There’s a lot going on here, not to mention a legend that is in the way. Instead of looking at all five causes of death in the data, let’s focus on a single disease.

Plot Heart Disease

Let’s subset for heart disease and see what that looks like.

Code

# Subset for heart disease
df_heart = (
    df
    .filter(pl.col("Cause") == "Heart Disease")
)


# Initialize the plot
fig, ax = plt.subplots()

# Plot the segment for years <= 2000 in skyblue
ax.plot(
    df_heart["Year"],
    df_heart["Age Adjusted Death Rate"],
    linewidth=2.5,
    label="Heart Disease",
    color="#7EC0EE"
)

ax.legend(title="Cause")

plt.show()

This makes it easier to see what is happening with heart disease specifically.

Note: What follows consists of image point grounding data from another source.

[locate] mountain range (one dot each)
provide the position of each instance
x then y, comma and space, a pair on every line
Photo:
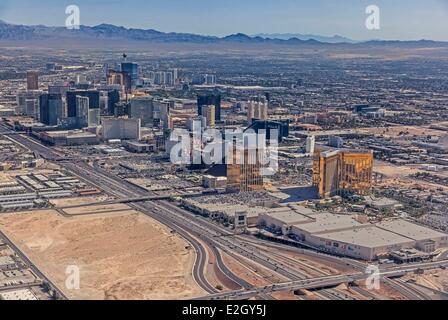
12, 32
287, 36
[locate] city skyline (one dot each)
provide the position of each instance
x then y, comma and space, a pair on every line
399, 21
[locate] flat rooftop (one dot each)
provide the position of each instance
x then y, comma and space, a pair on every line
369, 237
410, 230
288, 216
328, 222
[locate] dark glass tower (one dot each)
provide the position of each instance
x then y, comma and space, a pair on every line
208, 100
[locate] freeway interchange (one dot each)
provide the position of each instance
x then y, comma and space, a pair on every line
208, 238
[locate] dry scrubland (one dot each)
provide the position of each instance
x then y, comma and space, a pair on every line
120, 255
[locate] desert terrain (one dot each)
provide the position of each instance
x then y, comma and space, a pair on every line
120, 255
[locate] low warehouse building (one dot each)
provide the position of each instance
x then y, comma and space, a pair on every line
427, 240
365, 243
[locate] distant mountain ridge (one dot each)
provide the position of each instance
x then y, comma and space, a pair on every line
305, 37
14, 32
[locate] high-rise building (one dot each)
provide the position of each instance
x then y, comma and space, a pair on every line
132, 69
245, 169
208, 112
113, 97
210, 99
31, 109
82, 111
257, 109
59, 88
210, 79
94, 100
121, 128
272, 129
32, 80
162, 113
52, 109
142, 108
310, 144
21, 99
94, 117
338, 172
120, 78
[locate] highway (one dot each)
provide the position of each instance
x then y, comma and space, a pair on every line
31, 265
324, 282
198, 231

There is an interesting pattern here, which is that death rates from heart disease are lower than they have ever been since 1900, but that progress was not linear.

Let’s make a graph that highlights how long it took to recover to the death rate in 1900, which was 265.4 per 100,000 U.S. residents.

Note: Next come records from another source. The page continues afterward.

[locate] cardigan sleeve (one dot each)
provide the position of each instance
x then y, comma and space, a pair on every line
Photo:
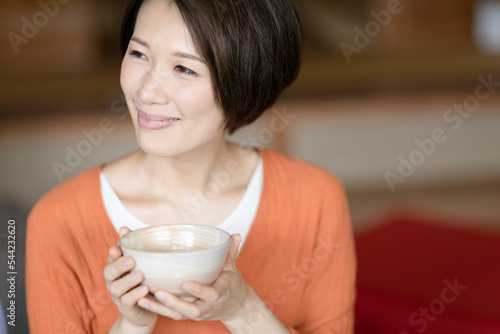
329, 297
55, 300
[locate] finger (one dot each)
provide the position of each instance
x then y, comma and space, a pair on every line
123, 230
117, 268
114, 254
125, 284
154, 306
132, 297
233, 251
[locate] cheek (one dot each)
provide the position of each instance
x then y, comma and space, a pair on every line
127, 78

The graph below utilizes several methods to tell this story:

The top and right spines are removed.
The axis tick marks are removed.
Color is used to distinguish between the period of recovery to the death rate in 1900 and the period afterwards, when death rates are below the level observed in 1900.
A horizontal line is added to further distinguish the recovery to 1900 death rates.
The legend is removed in favor of direct labeling in the graph and in the title of the graph itself.

Code

# Split the data into two parts: before (and including) 2000 and after 2000
cutoff = pl.lit("2000-01-01").str.to_date()
df_old = df_heart.filter(pl.col("Year") <= cutoff)
df_new = df_heart.filter(pl.col("Year") >= cutoff)

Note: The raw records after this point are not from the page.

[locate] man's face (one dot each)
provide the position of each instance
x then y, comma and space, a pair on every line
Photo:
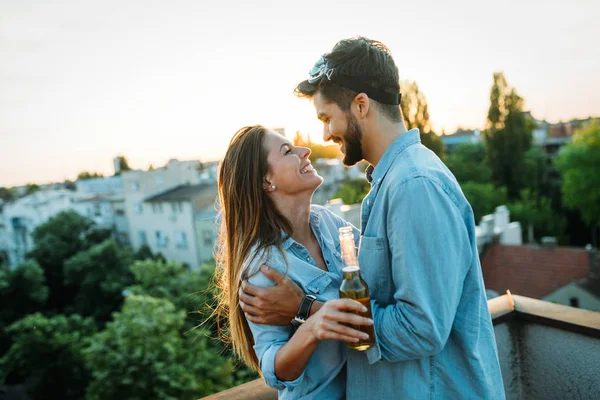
340, 127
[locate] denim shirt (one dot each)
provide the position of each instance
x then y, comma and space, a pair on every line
324, 376
417, 253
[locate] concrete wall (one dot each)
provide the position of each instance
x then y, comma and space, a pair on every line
541, 362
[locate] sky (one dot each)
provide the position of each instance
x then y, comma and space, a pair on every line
84, 81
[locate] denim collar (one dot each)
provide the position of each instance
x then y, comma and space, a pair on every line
376, 174
314, 223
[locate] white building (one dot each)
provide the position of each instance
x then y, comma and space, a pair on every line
180, 223
334, 174
166, 205
99, 199
21, 217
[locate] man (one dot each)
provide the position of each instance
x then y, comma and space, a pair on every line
417, 251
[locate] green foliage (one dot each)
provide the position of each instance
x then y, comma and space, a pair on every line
508, 136
538, 213
99, 274
57, 240
7, 194
31, 188
483, 197
187, 290
468, 163
416, 115
47, 353
88, 175
142, 354
579, 164
353, 191
22, 291
317, 150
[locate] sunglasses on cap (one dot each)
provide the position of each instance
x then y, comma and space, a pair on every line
321, 69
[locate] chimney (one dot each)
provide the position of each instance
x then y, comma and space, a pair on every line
593, 261
548, 242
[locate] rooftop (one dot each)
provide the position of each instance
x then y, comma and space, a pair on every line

# Load the font for the plot
font = load_font(
    "https://github.com/google/fonts/blob/main/ofl/merriweather/Merriweather%5Bopsz%2Cwdth%2Cwght%5D.ttf?raw=true"
)



# Initialize the plot
fig, ax = plt.subplots()

# Plot the segment for years <= 2000 in skyblue
ax.plot(
    df_old["Year"],
    df_old["Age Adjusted Death Rate"],
    linewidth=2.5,
    color="#7EC0EE"
)

# Plot the segment for years > 2000 in lightgrey
ax.plot(
    df_new["Year"],
    df_new["Age Adjusted Death Rate"],
    linewidth=2.5,
    color="lightgrey"
)

# Extract the rate for the year 1900
rate_1900 = df_heart.filter(pl.col("Year") == datetime.date(1900, 1, 1))["Age Adjusted Death Rate"].item()

# Add a dashed horizontal line from 1900 to 2000 at rate_1900
ax.hlines(
    y=rate_1900,
    xmin=datetime.date(1900, 1, 1),
    xmax=datetime.date(2000, 1, 1),
    colors="black",
    linestyles="--"
)

# Style the plot
ax.spines["top"].set_visible(False)
ax.spines["right"].set_visible(False)
ax.tick_params(length=0)
# ax.set_title()
# ax.set_ylabel()
ax.set_xlabel("Year", font = font)


ax.text(
    x = 2000,
    y = 475,
    size = 11,
    s = "Heart Disease\n Death Rate",
    color = "#7EC0EE",
    weight = "bold",
    ha="left"
)

# Adjust top margin
fig.subplots_adjust(top=0.8, bottom=0.05)


# Title with higlight_text

text = "It took 100 years for the <Heart Disease Death Rate>\nto recover to levels observed in 1900"
ax_text(
    x=-10**4.45, y=720, s=text,
    fontsize=16, color='black',
    font = font,
    highlight_textprops=[
      {"color": "#7EC0EE", 'fontweight': 'bold'}
    ]
)

# Subtitle
fig.text(
  x=.124,
  y=.825,
  s="Death Rate (per 100K)",
  size=10,
  font=font,
  color="gray"
)

# caption
fig.text(
  x=.6,
  y=-0.05,
  s="Source: National Center for Health Statistics",
  size=6,
  color="#6E6E6E"
)


plt.show()

This all makes it easier for the viewer to notice that it took 100 years to recover to the heart disease death rate observed in 1900. Visualizations that are easier to read are more likely to be understood and acted upon.